I wish I had sat in the splash zone. Imagine you’re watching Saw 3D (or any other gory 3D film), but when the blood starts spraying, it’s literally spraying you and your complimentary poncho. Seeing it as I did from the back, I was able to laugh at the people getting drenched, but I couldn’t help the feeling that I was missing out. The first three rows are the “splash zone,” but the front gets even more interaction. I imagine at least one person in that row was probably washing blood and the like out of their hair that night, regretting their seating choice. I should have taken that seat. Alas, I could not. If you see it, don’t make the same mistake.

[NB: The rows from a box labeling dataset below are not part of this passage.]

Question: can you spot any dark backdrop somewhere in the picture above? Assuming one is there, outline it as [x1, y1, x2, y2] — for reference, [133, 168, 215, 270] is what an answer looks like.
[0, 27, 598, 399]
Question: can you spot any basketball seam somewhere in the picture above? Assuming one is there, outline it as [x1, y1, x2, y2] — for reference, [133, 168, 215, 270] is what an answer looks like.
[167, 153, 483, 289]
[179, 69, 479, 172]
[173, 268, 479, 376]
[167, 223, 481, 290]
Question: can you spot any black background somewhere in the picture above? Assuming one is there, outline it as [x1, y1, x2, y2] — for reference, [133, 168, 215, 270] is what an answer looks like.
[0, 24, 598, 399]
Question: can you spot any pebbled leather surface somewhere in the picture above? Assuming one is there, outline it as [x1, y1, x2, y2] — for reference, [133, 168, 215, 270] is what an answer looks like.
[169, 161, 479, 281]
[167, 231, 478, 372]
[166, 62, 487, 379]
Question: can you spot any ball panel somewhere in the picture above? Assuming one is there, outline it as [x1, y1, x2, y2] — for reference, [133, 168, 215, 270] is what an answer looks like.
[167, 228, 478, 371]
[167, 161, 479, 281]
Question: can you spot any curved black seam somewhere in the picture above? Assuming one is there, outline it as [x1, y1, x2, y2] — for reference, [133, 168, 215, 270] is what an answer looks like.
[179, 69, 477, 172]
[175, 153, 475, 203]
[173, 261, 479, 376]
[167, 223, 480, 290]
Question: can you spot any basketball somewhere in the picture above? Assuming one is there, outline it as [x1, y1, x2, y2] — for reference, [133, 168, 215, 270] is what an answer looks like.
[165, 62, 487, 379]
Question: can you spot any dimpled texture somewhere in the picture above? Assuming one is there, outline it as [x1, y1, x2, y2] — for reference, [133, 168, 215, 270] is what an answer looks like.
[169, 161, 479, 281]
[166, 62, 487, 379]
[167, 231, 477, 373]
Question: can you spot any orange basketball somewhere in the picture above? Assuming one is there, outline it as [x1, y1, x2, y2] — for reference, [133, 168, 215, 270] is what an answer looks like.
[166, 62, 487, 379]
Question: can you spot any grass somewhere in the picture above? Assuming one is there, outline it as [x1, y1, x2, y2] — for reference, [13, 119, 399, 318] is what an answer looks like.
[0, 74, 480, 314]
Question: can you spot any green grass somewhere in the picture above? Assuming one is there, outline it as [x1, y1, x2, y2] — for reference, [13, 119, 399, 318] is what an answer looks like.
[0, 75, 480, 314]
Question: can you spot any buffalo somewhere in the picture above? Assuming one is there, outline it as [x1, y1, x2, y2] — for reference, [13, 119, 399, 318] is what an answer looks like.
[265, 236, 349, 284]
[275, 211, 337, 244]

When I looked up some more information about Re-Animator for the purposes of this article, I looked over its Rotten Tomatoes page, where it currently holds a 92% average. It’s interesting reading the little blurbs and getting the essence of an opinion. Of all of them, I felt that Felix Vasquez Jr. from Cinema said it best: “It’s sweet when a classic lives up to its legend, isn’t it?” I absolutely agree. Re-Animator is a classic in every single way. Having seen it, I’m now even more ashamed that I waited so long. If you haven’t seen it, do so immediately. You’ll really enjoy yourself.

Now Re-Animator The Musical needs to get its own film adaptation. That’s how you know you’ve hit the big time. Hairspray did it, and so did Little Shop of Horrors. Hell, even Reefer Madness got one. It’s true that the musical adds very little to the overall narrative, and a movie adaptation would probably appear as little more than a remake of the original, but so what? There’s absolutely nothing wrong with that. The original will still exist, and it will still be awesome But in the meantime, the show’s still onstage, and you can go see it… if you live in New York. And you should see it if you live in New York. It’s awesome, and you will leave with a smile on your face and a bunch of songs in your head that you can’t quite remember.

And then you’ll curse whoever it is that made the decision to not put out the soundtrack, because that guy sucks.